The processes we have outlined are those prescribed in the  Code of Canon Law. It must be remembered, however, that the Pope, like the King in English law, is the source of all authority in purely ecclesiastical law, and can therefore suspend or modify procedure if he wills. In the plenitude of his power he could canonize saints without any preliminaries at all, although, of course, he would never do so.
Thus, in cases where there has been local honour (which, as we have said is, if tolerated by the Holy See, equivalent to beatification) paid from time immemorial, the Pope has in several instances extended that cultus to the Universal Church, without judicial process, thereby exercising his power of canonization. St. Ephrem is one example. He had been honoured in Syria since the fourth century, being one of the very first confessors, as distinct from martyrs, to receive public cultus. By Benedict XV he was nominated a Doctor of the Church, and his feast extended to the whole world. This is called equipollent canonization.
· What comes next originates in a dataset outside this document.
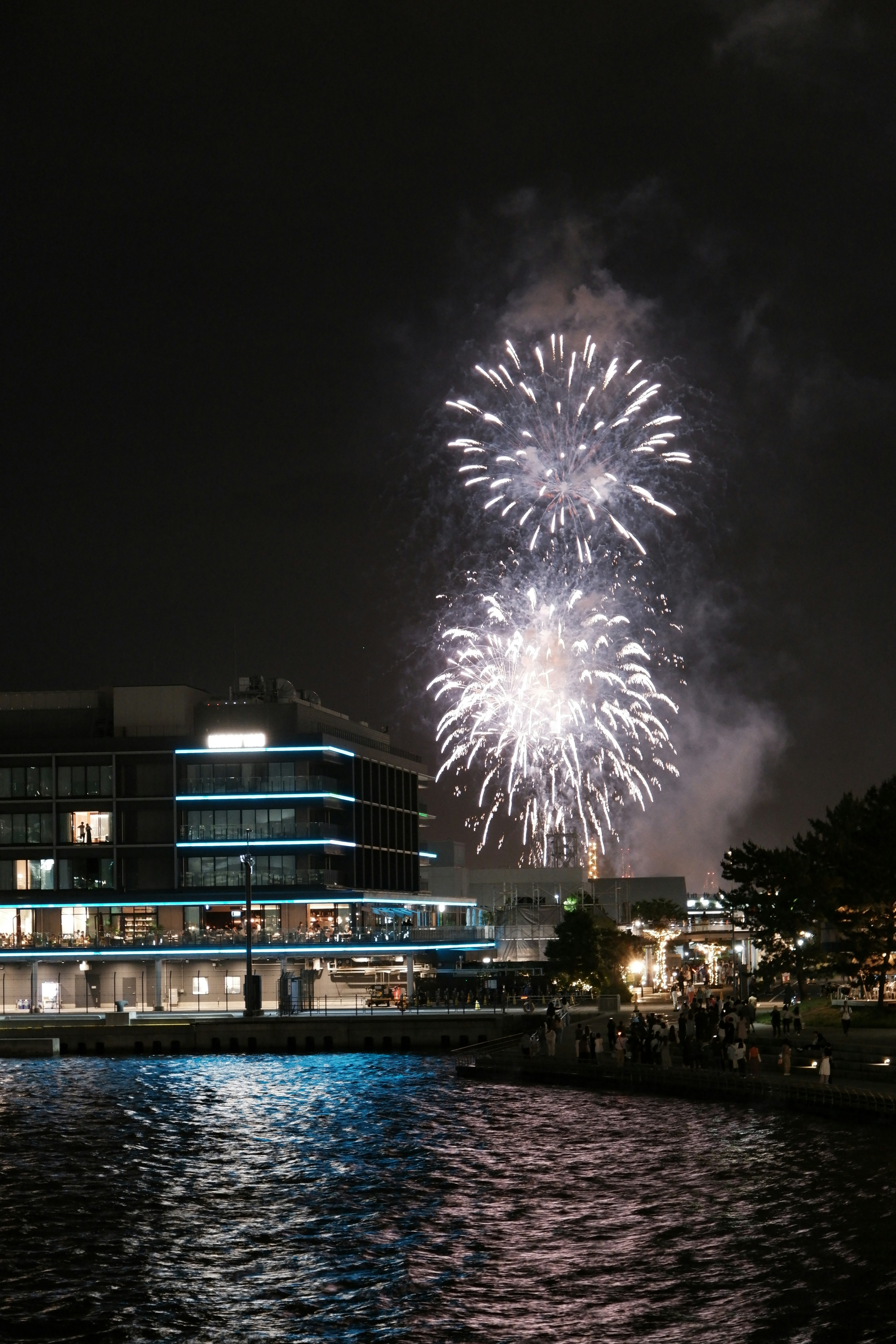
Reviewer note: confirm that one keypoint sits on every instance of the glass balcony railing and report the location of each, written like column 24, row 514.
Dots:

Another instance is St. Albert the Great, Doctor of the Church, canonized by Pius XI, in December, 1931. Although, as has been said, in these cases there has not been a judicial process, with evidence taken under oath, etc., yet lest anyone should think that these steps were taken lightly, let him study the volume giving the grounds for St. Albert the Great's canonization. It is a large folio volume of 818 printed pages, containing critical discussions of his life and writings, a full list of precedents in the shape of papal decrees, a detailed account of the local cultus he has received, etc., etc. The Promoter of the Faith, or Devil's Advocate, had his opportunity of - objection, and his judgment is incorporated in the volume.